A sociedade encontra-se doente. Uma doença chamada violência. O grande mal da atualidade. Os indicadores sociais pioram dia após dia, piora o atendimento em saúde, diminuem o aprendizado da educação (técnica e comportamental) e cresceram consequentemente os homicídios. Tudo leva a crer que a piora é inevitável. Mesmo em países desenvolvidos economicamente a realidade não é diferente, muda apenas a forma de apresentação do ato violento. A agressividade é dependente das pessoas, e as pessoas moldam a sociedade, e a humanidade é única, nossos desejos e ações se assemelham. As tentativas de isolamento não se concretizam. Morro, periferia e asfalto em algum momento se encontrarão. Não conseguiremos viver em ilhas, o paraíso não persistirá por toda uma vida. Se não cuidarmos uns dos outros, o inferno virá.

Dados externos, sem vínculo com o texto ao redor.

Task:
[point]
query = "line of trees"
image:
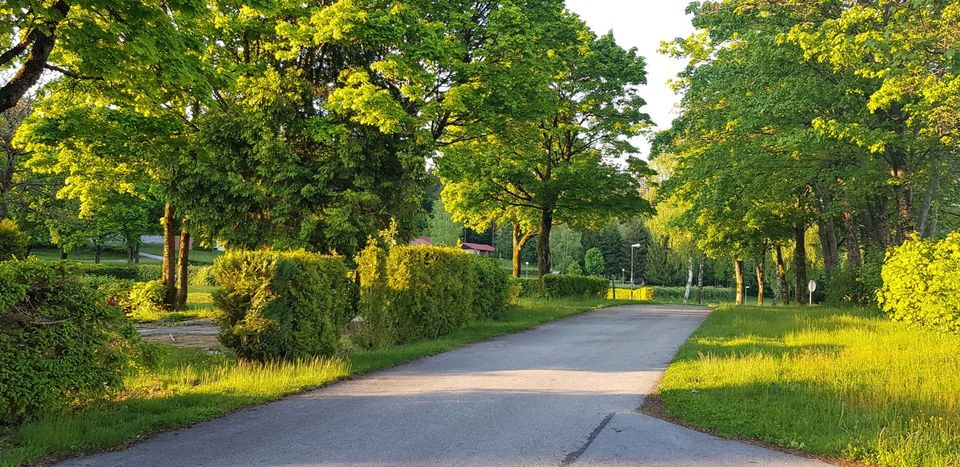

Os vários locais de moradia do ser humano são descritos em livros, especialmente com os contistas. Na atualidade nos vemos mais nos noticiários televisivos ou no dia a dia de nossas ruas. A qualquer momento do dia nos encontramos com a violência. A bala perdida não nos deixa esquecer. Ela se encontrará em nosso corpo, ou no corpo do vizinho, do amigo, parente... A dor é enorme, sabemos que a qualquer instante, o corpo caído poderá ser o nosso. O medo se aproxima, não estamos seguros.

Procuro os contos para o entendimento da atualidade. Busco a fantasia dos textos curtos. Leio Machado de Assis - Teoria do Medalhão, O Alienista, O espelho, Verba Testamentária... Nesses Papéis Avulsos, no Rio de Janeiro provinciano de cem anos atrás, o perfil humano dos personagens desnudam sentimentos confusos, começam a desenhar o ser atual, ainda sem grande ímpeto, mas já apresentando o desejo de poder e dominação. Comparo os contos machadianos aos textos iniciais de Rubem Fonseca, o ambiente continua carioca, essência fluminense, a violência é nacional, tipicamente brasileira. As pequenas histórias do Rubem são dos anos sessenta e setenta, cem anos depois do Machado, se sobressaem as angústias, drogas e a sexualidade erotizada e perturbadora da Força humana, Lúcia McCartney e A Coleira do Cão. Tento o contraponto, procuro os relatos do russo Anton Tchekhov, os dramas se assemelham aos de Machado de Assis, em minúcias e com precisão, são apresentadas as razões da alma humana para a impulsividade, ceticismo, dissimulação e o querer do poder e dominação. Gradativamente, em textos como No asilo para velhos e doentes incuráveis, Anyuta e em Um homem extraordinário, percebemos o que nos faz tão confusos para o viver. Descreve o ser humano em toda sua imprecisão, suas maldades e bondades, vícios e virtudes, se alternando em seus eternos conflitos. Dificultando o discernimento e aproveitamento do melhor da vida.

Apesar de toda realidade, busco o melhor das nossas posses nos arredores da minha moradia. Procuro uma padaria. No Brasil cada vez mais se sofisticam, lembram os Cafés, Brasseries e Crêperies parisienses. Por causa dela, e pelas coisas que vejo ao caminhar, vivo bem mais tranquilo. Os medos e receios estão acomodados. A minha padaria fica a poucos metros do meu apartamento. Procure a sua. Assim, viverá melhor.